Agnès et moi y travaillons! Nos envies nous entraînent vers les paysages que l'on arpente, les chemins que l'on prend et qui laissent en nous des traces, des empreintes indélébiles, des parfums inoubliables. L'atelier que l'on vous concocte proposerait de faire le voyage en sens inverse : partir de l'arrivée et rebrousser chemin pour cueillir quelques mots, une sensation, une émotion, que chacun déposerait sur le papier.
Nos boussoles, lors de ces pérégrinations littéraires, seraient les voix de Marie-Hélène Lafon, Anne Herbauts ou Jeanne Benameur. Murmures ou échos, elles travailleraient nos écritures.
Dans cet atelier à venir, les mots doux ne seraient pas en reste, ceux que l'on tait, ceux qui bruissent malgré tout et ceux que l'on offre en réalisant avec nous, bientôt, un "objet livre" dont je ne vous dévoilerai pas la forme... d'ailleurs, je m'arrête là et espère vous faire patienter avec ces clichés des premiers ateliers.
A bientôt!
Isabelle
Formation de 2 jours commanditée par la Direction Départementale de la Cohésion Sociale avec l'aimable participation de la médiathèque de Juigné-sur-Loire pour le prêt de ses locaux.

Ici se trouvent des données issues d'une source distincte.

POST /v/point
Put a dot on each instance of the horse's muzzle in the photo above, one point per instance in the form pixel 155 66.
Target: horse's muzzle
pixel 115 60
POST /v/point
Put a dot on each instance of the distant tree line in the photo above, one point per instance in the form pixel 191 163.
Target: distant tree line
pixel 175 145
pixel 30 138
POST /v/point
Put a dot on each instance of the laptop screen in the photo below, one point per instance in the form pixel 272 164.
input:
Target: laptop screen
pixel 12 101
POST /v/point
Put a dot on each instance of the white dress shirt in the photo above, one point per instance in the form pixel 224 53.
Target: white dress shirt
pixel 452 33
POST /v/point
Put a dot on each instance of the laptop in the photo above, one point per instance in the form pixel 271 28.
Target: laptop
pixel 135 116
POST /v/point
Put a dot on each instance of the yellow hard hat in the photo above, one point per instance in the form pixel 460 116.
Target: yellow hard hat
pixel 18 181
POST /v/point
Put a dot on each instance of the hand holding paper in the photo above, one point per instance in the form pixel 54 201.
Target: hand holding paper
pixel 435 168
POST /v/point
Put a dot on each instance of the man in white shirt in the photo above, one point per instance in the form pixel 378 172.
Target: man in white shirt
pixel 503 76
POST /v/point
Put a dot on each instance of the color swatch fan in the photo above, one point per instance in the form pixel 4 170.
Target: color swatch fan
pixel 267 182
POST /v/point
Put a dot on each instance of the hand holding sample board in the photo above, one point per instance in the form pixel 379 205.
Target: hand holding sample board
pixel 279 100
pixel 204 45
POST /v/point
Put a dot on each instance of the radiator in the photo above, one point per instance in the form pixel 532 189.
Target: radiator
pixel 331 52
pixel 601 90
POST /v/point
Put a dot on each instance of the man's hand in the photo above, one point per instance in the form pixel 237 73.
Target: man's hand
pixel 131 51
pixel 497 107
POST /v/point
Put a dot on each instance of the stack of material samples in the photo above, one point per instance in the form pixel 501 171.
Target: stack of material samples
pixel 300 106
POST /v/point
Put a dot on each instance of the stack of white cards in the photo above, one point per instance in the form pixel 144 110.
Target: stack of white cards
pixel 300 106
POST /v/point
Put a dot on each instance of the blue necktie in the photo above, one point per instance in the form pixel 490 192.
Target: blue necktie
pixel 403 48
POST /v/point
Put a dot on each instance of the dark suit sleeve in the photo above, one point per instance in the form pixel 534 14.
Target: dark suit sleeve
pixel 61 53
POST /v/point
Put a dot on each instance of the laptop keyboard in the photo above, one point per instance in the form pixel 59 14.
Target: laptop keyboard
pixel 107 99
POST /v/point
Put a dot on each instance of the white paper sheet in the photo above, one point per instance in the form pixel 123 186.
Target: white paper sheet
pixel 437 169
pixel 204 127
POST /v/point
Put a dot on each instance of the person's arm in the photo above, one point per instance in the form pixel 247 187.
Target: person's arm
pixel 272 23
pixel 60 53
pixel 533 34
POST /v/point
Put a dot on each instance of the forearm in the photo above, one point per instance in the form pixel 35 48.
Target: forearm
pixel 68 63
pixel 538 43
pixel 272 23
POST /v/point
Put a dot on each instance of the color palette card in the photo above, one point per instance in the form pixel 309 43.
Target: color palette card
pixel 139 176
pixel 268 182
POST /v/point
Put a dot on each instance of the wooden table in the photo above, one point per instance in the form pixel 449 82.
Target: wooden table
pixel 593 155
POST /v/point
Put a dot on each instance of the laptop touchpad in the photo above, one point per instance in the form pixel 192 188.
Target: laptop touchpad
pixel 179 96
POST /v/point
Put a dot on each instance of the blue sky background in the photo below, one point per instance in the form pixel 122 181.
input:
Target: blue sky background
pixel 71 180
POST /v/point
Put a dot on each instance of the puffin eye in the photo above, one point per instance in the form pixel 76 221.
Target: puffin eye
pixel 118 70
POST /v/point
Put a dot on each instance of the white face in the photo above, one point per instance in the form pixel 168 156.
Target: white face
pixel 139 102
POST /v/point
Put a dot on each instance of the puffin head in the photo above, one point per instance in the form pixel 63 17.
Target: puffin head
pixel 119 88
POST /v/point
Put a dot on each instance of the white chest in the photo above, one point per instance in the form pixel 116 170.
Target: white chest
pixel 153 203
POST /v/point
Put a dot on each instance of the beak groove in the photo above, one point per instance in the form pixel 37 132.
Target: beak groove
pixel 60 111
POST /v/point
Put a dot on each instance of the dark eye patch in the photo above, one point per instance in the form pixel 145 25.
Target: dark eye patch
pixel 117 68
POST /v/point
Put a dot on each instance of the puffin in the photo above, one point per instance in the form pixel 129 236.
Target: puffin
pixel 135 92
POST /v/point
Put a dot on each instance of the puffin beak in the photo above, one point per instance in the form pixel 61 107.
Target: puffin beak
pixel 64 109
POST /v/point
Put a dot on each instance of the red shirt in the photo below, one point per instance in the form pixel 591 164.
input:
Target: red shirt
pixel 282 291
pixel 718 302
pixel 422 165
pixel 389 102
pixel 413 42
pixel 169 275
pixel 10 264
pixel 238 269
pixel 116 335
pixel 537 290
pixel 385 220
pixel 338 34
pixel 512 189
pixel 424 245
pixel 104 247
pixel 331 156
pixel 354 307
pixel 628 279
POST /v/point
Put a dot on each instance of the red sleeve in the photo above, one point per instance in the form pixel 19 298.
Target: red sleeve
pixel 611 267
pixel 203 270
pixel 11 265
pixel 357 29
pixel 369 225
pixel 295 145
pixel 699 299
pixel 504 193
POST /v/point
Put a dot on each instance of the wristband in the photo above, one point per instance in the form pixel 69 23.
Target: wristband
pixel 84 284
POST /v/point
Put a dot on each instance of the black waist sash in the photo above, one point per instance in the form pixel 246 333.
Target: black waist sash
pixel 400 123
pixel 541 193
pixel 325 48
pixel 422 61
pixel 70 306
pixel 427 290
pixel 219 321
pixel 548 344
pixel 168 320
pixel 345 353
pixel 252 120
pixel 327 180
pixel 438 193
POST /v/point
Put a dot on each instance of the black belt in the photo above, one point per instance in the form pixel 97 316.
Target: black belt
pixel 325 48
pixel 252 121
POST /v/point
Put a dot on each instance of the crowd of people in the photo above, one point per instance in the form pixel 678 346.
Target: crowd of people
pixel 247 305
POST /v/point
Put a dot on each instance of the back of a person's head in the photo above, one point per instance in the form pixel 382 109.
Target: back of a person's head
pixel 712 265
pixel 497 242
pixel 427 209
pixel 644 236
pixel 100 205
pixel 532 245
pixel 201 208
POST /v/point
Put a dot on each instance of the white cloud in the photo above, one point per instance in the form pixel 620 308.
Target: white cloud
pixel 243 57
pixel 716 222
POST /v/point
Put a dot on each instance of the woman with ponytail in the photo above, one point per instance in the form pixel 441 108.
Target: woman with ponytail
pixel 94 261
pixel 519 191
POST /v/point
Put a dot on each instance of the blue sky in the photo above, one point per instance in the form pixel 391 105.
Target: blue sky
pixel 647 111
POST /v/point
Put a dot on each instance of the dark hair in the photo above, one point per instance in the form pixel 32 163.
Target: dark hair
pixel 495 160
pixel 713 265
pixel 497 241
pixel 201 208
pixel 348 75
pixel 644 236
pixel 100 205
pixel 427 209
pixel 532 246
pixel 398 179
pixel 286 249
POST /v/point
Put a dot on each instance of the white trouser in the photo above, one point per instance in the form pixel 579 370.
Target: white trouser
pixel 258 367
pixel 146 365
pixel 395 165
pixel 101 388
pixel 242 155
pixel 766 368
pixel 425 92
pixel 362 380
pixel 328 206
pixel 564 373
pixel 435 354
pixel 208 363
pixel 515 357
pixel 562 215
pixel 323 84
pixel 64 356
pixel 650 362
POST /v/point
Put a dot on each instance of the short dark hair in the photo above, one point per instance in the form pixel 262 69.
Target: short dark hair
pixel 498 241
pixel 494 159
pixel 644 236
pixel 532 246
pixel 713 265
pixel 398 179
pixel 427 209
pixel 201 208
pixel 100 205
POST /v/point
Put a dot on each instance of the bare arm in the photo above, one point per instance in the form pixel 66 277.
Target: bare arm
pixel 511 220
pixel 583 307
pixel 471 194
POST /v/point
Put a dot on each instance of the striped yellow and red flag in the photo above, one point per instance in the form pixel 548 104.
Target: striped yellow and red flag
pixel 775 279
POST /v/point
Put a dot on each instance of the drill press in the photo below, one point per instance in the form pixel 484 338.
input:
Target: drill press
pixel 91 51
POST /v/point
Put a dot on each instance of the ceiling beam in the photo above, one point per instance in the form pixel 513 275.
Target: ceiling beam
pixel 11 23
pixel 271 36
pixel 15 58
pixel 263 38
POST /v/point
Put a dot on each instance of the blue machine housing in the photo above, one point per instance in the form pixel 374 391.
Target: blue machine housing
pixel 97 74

Agnès (debout) expliquant une technique de pliage
Pli / contre-pli


jeudi 26 septembre 2013

Ecrire le nez en l'air

Comme tous les lundis, L'Atelier du 5 propose un atelier découverte... et lundi 23 septembre, c'était au tour de l'écriture de faire son entrée dans la programmation.
Mary, la maîtresse de maison, nous avait préparé une table pleine de délices: gâteaux, bonbons sucrés et acides, chocolats croquants... tout était là pour émoustiller nos papilles et nos narines. Quelle aubaine, j'avais décidé de faire écrire sur notre rapport au monde et donc sur nos sens.
Et pas n'importe lequel, l'odorat en l'occurrence. Sans doute le plus oublié de tous nos sens, le plus atrophié peut-être, l'odorat dérange parfois par son aspect animal, instinctif, preuve en est l'expression passée dans le langage courant 'je le sens bien' ou au contraire 'je ne peux pas le sentir'!
Très vite après les présentations, nous sommes entrés dans le vif du sujet avec un extrait du dernier roman de Jean-Philippe Toussaint, Nue (Editions de Minuit 2013).
J'avais choisi le très bien senti (!) et néanmoins dérangeant passage, où le narrateur nous fait (re)sentir le parfum du chocolat et passer d'un sentiment de plaisir (qui n'aime pas l'odeur du chocolat chaud dans l'air?) à un sentiment d'écoeurement à nous rendre malade (le chocolat dans un cimetière - lisez Toussaint, vous comprendrez!).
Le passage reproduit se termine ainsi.